CAIRO — The leader of the outlawed Muslim Brotherhood, Mohammed Mehdi Akefon, Sunday credited public mistrust, frustration and anger with President Hosni Mubarak's regime for his group's fivefold increase in parliamentary seats with one round of voting still to go. The Interior Ministry said the fundamentalist group's loyalists won 29 more seats in Saturday runoffs, continuing an unexpectedly strong showing. While Mubarak's party will maintain a big majority, the Brotherhood is assured of being the second biggest legislative bloc.

Germany

BERLIN — New German Chancellor Angela Merkel pledged to strengthen relations with the United States in remarks released Sunday. In an interview with Focus magazine, Merkel promised that Berlin would have "a more intensive" relationship with Washington. Those ties suffered from former Chancellor Gerhard Schroeder's vocal opposition to the war in Iraq. "With the United States of America, we are anchored together in a military alliance, NATO," Merkel said.

Honduras

TEGUCIGALPA — Honduran police recaptured a 16-year-old boy who is accused of killing a U.S. Drug Enforcement Administration agent and has escaped five times in three years from a crumbling prison, an official said Sunday. More than 1,000 officers had been hunting for Herlan Colindres, who was carrying a gun when he was caught in the capital Tegucigalpa, Security Minister Armando Calidonio said. Colindres, a gang member implicated in 16 other killings, slipped out of a Tegucigalpa juvenile rehabilitation center Nov. 17. It was his second escape in less than four months and the fifth in three years.

Japan

TOKYO — Thousands of residents were evacuated in Tokyo on Sunday while authorities dug up an unexploded 550-pound bomb, believed to have been dropped by the United States during World War II, a local official said. The bomb, about 14 inches in diameter and 47 inches long, was detected earlier this month in a residential area in Tokyo's Katsushika ward by Self-Defense Force investigators, said Katsushika spokesman Takanori Kato. About 3,900 residents within a 985-feet radius of the site were evacuated for 1.5 hours while troops removed the bomb, according to Kato.

Jordan

AMMAN — King Abdullah II swore in a new Cabinet headed by a prime minister who pledged Sunday to restore Jordan's reputation as a haven of stability in the Middle East, an image shattered by this month's triple suicide attacks in the capital.

Russia

GROZNY — Chechens voted Sunday in their first parliamentary elections since Russia sent troops back to the Caucasus region six years ago to crush a separatist insurgency. Moscow has touted the vote as the latest step toward restoring normalcy in the violence-wracked southern republic, but critics fear the new parliament will amount to a rubber stamp for Chechnya's Kremlin-backed governing elites. Few international observers were monitoring the election for flaws that have marred three previous votes.

Vatican City

Pope Benedict XVI ushered in the Christmas season Sunday, calling it a time for joy when Christians should find it within themselves to hope that they can change the world.
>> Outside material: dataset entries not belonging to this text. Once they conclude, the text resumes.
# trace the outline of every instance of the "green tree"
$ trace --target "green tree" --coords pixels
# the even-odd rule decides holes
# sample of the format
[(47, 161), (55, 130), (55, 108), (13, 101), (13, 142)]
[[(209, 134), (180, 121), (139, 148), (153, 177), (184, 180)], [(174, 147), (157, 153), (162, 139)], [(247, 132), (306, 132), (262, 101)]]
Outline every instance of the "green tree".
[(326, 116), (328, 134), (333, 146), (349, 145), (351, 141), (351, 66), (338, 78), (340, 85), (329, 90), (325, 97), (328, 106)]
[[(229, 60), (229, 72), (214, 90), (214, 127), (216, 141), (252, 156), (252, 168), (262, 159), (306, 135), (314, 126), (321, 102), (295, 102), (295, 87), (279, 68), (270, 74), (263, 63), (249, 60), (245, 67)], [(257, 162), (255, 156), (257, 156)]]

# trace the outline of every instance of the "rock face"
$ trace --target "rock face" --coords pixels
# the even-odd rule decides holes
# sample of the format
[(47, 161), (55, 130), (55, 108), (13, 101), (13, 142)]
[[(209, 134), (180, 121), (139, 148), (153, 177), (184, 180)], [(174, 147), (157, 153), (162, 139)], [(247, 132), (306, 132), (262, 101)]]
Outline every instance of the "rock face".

The pontiff addressed the crowds in St. Peter's Square during his traditional Sunday blessing that also marked the beginning of Advent, which starts four Sundays before Christmas and is the beginning of the ecclesiastical year.

Yemen

SAN'A — A suspected al-Qaida ally was executed by a Yemeni firing squad Sunday after being convicted of killing a prominent politician and plotting a deadly attack on three American missionaries in 2002. Ali al-Jarallah was blindfolded and shot in the courtyard of the central prison in the capital city.

Zimbabwe

HARARE — Zimbabwe's ruling party cemented its grip on power Sunday, sweeping an overwhelming majority of seats in a new Senate amid bitter and potentially irreconcilable divisions in the main opposition group. Partial results from Saturday's vote gave President Robert Mugabe's ruling Zimbabwe African National Union-Patriotic Front at least 49 of 66 seats in the Senate. Voting was marked by a record-low turnout blamed on voter apathy and the main opposition leader's call for a boycott.